All of which is at odds with the ethos of the Beijing Olympics. The arrival of the Games in China was supposed to herald a new age in public health, according to Vice-Minister of Health Gao Qiang . At the end of last year, he vowed to use the Olympics to improve public health. Last week, the World Health Organisation called for a concerted anti-smoking campaign.

So far, all authorities have done is ban smoking in the Olympic Village, as well as at the competition venues and the hotels where people involved with the Games will stay. But banning smoking in the Olympic Village is like banning razors in Afghanistan; it is unnecessary. Instead, it’s on the streets of Beijing and other cities that the government needs to concentrate its efforts.

It is true that Beijing’s taxi drivers face fines of 200 yuan if they are caught smoking in their cabs, but, like the much-vaunted 50-yuan fine for spitting, in practice no one gets penalised. Nor has the idea of making restaurants in the capital non-smoking been greeted with enthusiasm. At Beijing’s first smoke-free eaterie, customers have taken to locking the waitresses out of the VIP rooms while they have a quick puff.
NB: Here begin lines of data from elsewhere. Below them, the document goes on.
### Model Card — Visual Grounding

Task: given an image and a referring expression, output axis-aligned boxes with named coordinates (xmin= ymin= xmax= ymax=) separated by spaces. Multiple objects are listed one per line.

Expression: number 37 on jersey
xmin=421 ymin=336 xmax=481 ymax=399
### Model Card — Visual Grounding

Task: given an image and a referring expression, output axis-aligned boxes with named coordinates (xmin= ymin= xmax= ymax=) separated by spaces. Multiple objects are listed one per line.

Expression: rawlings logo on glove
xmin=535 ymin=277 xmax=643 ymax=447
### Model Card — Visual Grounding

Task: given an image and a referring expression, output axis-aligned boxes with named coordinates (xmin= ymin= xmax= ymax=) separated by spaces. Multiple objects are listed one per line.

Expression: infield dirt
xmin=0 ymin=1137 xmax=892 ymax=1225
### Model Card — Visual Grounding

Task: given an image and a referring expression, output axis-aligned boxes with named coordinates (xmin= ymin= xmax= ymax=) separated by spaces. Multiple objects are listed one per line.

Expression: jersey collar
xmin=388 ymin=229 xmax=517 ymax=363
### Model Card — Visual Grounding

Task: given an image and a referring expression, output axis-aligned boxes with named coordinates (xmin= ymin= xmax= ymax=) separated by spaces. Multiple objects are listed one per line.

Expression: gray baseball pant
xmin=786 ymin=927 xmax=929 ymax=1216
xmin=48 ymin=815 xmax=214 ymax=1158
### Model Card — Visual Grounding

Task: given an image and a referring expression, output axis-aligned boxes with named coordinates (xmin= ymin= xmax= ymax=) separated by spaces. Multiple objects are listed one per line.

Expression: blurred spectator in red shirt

Such is the lack of awareness about using the Olympics to spread the non-smoking message that a recent survey showed almost 8 per cent of respondents still think smoking isn’t harmful. It also showed that half of all smokers couldn’t contemplate giving up as they were afraid of offending people who offered them a cigarette at times like the Lunar New Year.

Some would say this ignorance suits the government. After all, the mainland is responsible for one-third of the world’s tobacco production, all government controlled and worth 500 billion yuan a year. But putting revenue ahead of the public’s health is cynical in the extreme. With the Olympics less than six months away, it’s time the authorities put the same effort into combating smoking that they have into building a Beijing fit for the Games.